Statistical Rigor in Benchmarking
Mytkowicz et al. demonstrated at ASPLOS 2009 that linking-order alone shifted gcc -O2 vs -O3 conclusions by ±15 percentage points. Environment-variable size produced 33–300% slowdowns. The lesson generalizes: you can produce wrong data without doing anything obviously wrong. This tutorial covers the four statistical concepts every UE5 perf engineer should know, the operational discipline that produces trustworthy benchmarks, and the percentile reporting that catches stutter the mean hides.
Why methodology matters more than tooling
Per Mytkowicz et al. ASPLOS '09: changing only the link order of object files shifted gcc compiler-flag benchmark conclusions by ±15 percentage points. Changing the size of an unused environment variable produced 33–300% slowdowns. The takeaway: tiny irrelevant details affect the results more than the thing you're measuring.
UE5 has its own version: PSO compilation hits the first 60–300 frames; if you don't discard them, the "regression" you see is just the cold cache. Texture streaming pool fills over the first 5–30 seconds; if you measure during fill, you measure pool fill, not steady-state.
Four statistical concepts
Coefficient of Variation (CoV). Standard deviation divided by mean, as a percentage. For UE5 frame-time captures, CoV under ~3% means your noise floor is tight enough to detect 5% regressions. CoV above ~10% means your noise is masking real signal — fix the bench before fixing the code.
p-value. Probability that the observed difference between baseline and candidate would arise by chance if both were drawn from the same distribution. Conventional threshold: p < 0.05 = "statistically significant." With 10,000 frames per capture, a 0.2 ms difference can be highly significant statistically yet meaningless to the player. Statistical significance ≠ practical significance.

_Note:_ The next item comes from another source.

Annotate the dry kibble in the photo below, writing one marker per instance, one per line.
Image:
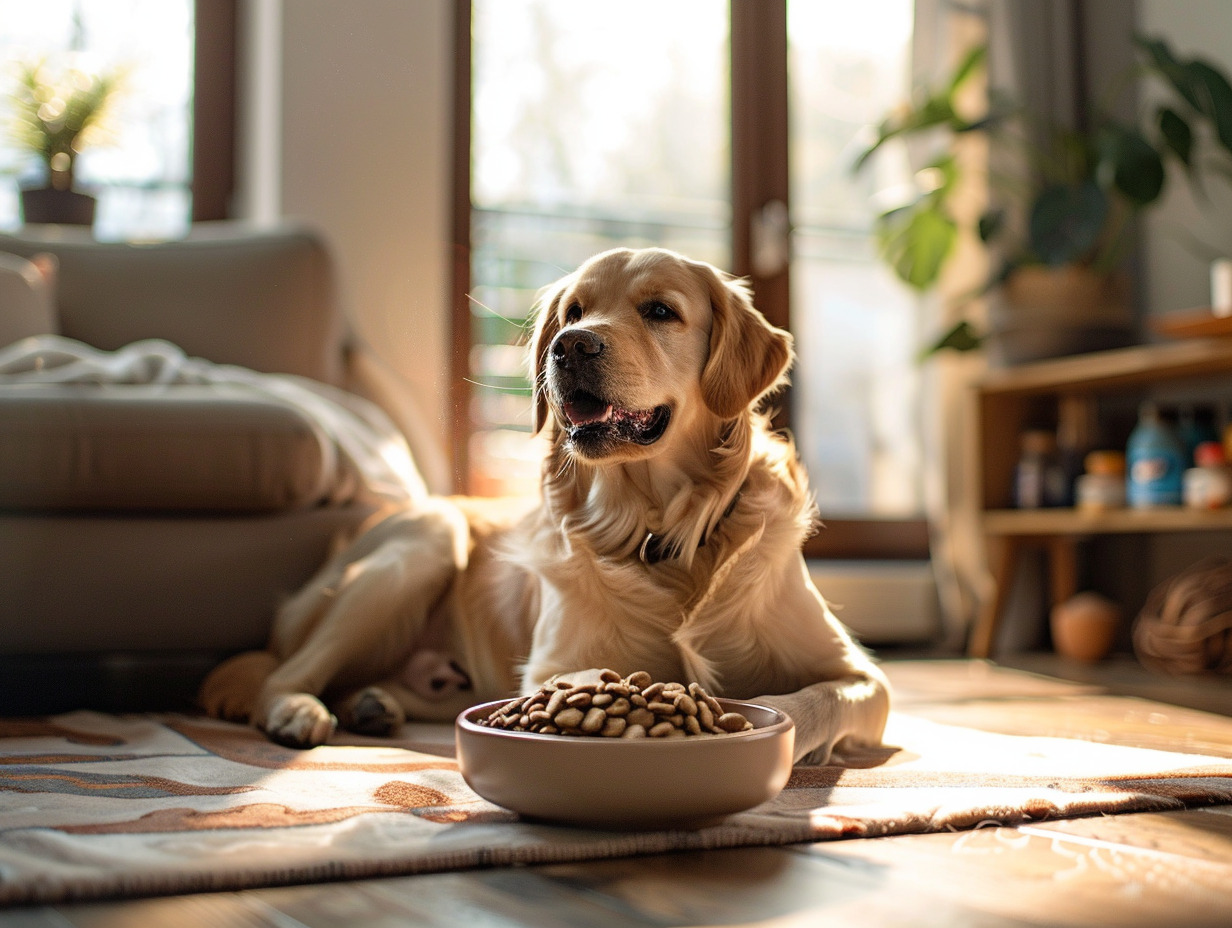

Confidence Interval (CI). A range that contains the true mean with specified probability (typically 95%). CI width shrinks with √N — quadrupling captures halves the CI width. Reporting "GPUTime mean 12.4 ms, 95% CI [12.1, 12.7]" tells reviewers the precision; reporting just "12.4 ms" hides it.
Welch's t-test. Two-sample location test comparing means when sample sizes and variances differ. Preferred over Student's t-test for game perf because baseline and candidate runs frequently have unequal variance. Frame times have a heavy right tail (rare hitches), so for stutter-sensitive analysis pair Welch's (mean) with Mann-Whitney U or Kolmogorov-Smirnov (distribution shape).
Hardware isolation & clock locking
- Dedicated bare-metal box. No VM. No other workloads. Locked to the test config.
- NVIDIA:
nvidia-smi --lock-gpu-clocks=<base>,<base>and--lock-memory-clocks. NVIDIA's docs note this is approximate — thermal limits still preempt. - AMD: Radeon Developer Panel Device Clocks tab.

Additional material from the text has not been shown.